|Subject:||Re: [Gcl-devel] How to submit GCL patches|
|Date:||Tue, 20 Jan 2009 16:29:58 -0700|
Hi Jerry, and all.
I'm not on the developer list. Sometime in the last year I started asking questions about a Win32 port of the GCL project and why the most recent Win32 was not up to date with the most recent Linux version. Camm and Gaby, and Mike Thomas (who has now left the project) provided a little bit of support and I'm now able to contribute Win32 builds.

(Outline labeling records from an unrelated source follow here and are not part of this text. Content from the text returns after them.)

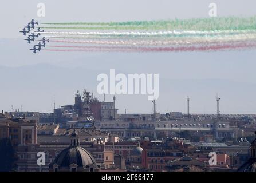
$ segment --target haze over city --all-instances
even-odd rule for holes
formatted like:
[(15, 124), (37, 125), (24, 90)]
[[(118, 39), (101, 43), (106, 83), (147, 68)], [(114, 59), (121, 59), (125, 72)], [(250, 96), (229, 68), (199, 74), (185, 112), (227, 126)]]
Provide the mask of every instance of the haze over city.
[[(117, 73), (127, 74), (159, 73), (156, 104), (161, 113), (186, 113), (186, 99), (190, 96), (191, 113), (215, 113), (218, 93), (221, 113), (255, 113), (255, 50), (153, 54), (42, 51), (34, 55), (18, 32), (33, 18), (39, 22), (114, 22), (208, 17), (211, 2), (111, 1), (70, 5), (45, 1), (44, 18), (36, 16), (39, 1), (10, 1), (1, 6), (0, 17), (8, 17), (2, 20), (8, 29), (3, 29), (0, 35), (1, 94), (6, 96), (2, 97), (0, 109), (10, 111), (11, 105), (21, 109), (22, 105), (24, 110), (52, 112), (54, 96), (57, 106), (73, 104), (76, 91), (84, 88), (93, 92), (102, 101), (104, 97), (96, 92), (97, 75), (109, 74), (110, 69), (115, 69)], [(215, 3), (219, 17), (254, 15), (256, 6), (252, 1)], [(106, 95), (106, 101), (112, 98), (112, 95)], [(152, 110), (147, 96), (140, 94), (117, 95), (116, 108), (121, 113), (125, 109), (131, 113), (151, 113)]]

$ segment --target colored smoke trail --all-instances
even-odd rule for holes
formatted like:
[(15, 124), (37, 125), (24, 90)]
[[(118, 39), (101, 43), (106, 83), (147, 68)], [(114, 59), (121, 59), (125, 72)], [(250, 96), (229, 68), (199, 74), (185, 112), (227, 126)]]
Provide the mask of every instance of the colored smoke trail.
[[(66, 26), (65, 29), (88, 30), (255, 30), (256, 16), (241, 18), (236, 17), (190, 19), (162, 20), (152, 21), (128, 21), (123, 22), (66, 22), (41, 23), (42, 25)], [(77, 26), (80, 26), (78, 27)], [(83, 27), (81, 27), (81, 26)], [(85, 27), (85, 26), (86, 27)], [(54, 27), (61, 29), (61, 27)], [(60, 28), (59, 28), (60, 27)]]
[(46, 51), (212, 51), (255, 49), (256, 42), (256, 16), (39, 24), (52, 48)]
[(46, 34), (84, 35), (103, 36), (211, 36), (218, 35), (233, 35), (239, 34), (255, 34), (256, 30), (220, 30), (220, 31), (112, 31), (112, 32), (70, 32), (45, 31)]
[(256, 42), (237, 43), (235, 44), (221, 44), (211, 46), (171, 46), (162, 47), (136, 46), (49, 46), (52, 47), (65, 48), (64, 50), (44, 49), (44, 50), (58, 50), (60, 51), (117, 51), (117, 52), (177, 52), (177, 51), (205, 51), (223, 50), (250, 49), (256, 47)]
[(256, 35), (251, 37), (237, 37), (226, 38), (214, 38), (211, 39), (204, 39), (203, 38), (190, 38), (188, 39), (159, 39), (149, 40), (139, 39), (110, 39), (110, 40), (97, 40), (88, 39), (85, 41), (72, 41), (72, 40), (55, 40), (50, 41), (52, 42), (59, 42), (66, 43), (79, 43), (79, 44), (93, 44), (93, 45), (137, 45), (137, 46), (164, 46), (176, 45), (190, 45), (190, 44), (206, 44), (206, 43), (221, 43), (226, 42), (235, 42), (238, 41), (256, 41)]

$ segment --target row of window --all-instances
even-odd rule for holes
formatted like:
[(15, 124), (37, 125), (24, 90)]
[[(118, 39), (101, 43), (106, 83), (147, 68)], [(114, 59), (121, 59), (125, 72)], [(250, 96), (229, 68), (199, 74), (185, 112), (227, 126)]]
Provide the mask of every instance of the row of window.
[[(157, 165), (156, 165), (155, 166), (153, 165), (151, 165), (151, 166), (150, 167), (151, 167), (151, 169), (152, 169), (152, 170), (154, 169), (154, 168), (155, 168), (155, 169), (158, 169), (158, 166)], [(163, 165), (160, 165), (160, 169), (162, 169), (162, 170), (163, 169)]]
[[(164, 124), (164, 128), (166, 128), (167, 126), (168, 126), (167, 124)], [(175, 126), (175, 128), (178, 128), (178, 127), (180, 128), (180, 127), (182, 127), (182, 126), (186, 126), (186, 126), (188, 126), (188, 127), (198, 126), (198, 127), (200, 127), (200, 126), (201, 126), (201, 124), (171, 124), (171, 128), (173, 128), (174, 126)], [(202, 124), (202, 126), (203, 128), (210, 128), (210, 127), (213, 128), (213, 124), (211, 124), (211, 125), (210, 124)], [(219, 128), (221, 128), (221, 127), (225, 128), (225, 124), (219, 124), (218, 126), (219, 126)], [(157, 124), (157, 127), (159, 127), (159, 128), (160, 127), (160, 124)]]
[[(163, 162), (164, 162), (164, 161), (163, 161), (163, 159), (160, 160), (160, 164), (163, 163)], [(153, 160), (153, 159), (151, 159), (151, 163), (153, 163), (153, 162), (154, 162)], [(158, 160), (157, 160), (157, 159), (155, 159), (155, 162), (156, 164), (158, 163)]]

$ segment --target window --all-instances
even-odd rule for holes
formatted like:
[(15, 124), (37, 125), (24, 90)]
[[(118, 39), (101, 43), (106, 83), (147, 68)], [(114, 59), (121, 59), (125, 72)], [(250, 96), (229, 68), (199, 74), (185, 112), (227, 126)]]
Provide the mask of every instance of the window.
[(36, 158), (36, 154), (31, 154), (30, 156), (30, 159), (33, 160)]
[(71, 172), (76, 172), (76, 168), (75, 167), (71, 168)]

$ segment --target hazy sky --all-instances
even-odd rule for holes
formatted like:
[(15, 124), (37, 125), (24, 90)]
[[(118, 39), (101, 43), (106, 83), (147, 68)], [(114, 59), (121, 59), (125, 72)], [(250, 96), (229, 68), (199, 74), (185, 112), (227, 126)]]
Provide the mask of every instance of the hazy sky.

I should also say that as a sociologist I am not very active in programming, though I am building a simulation in a multi-agent dialect of Logo to help me with my research. Lisp is a curiosity to me primarily because its functional style has always been a bit more sensible to me than the more common imperative style. I'm much more familiar with Logo but not in its most common `kids toy/tool' instantiation, rather from research I did during an earlier degree in which I was able to use its simpler-than-Lisp, but still very powerful nature, in research I was doing at the time.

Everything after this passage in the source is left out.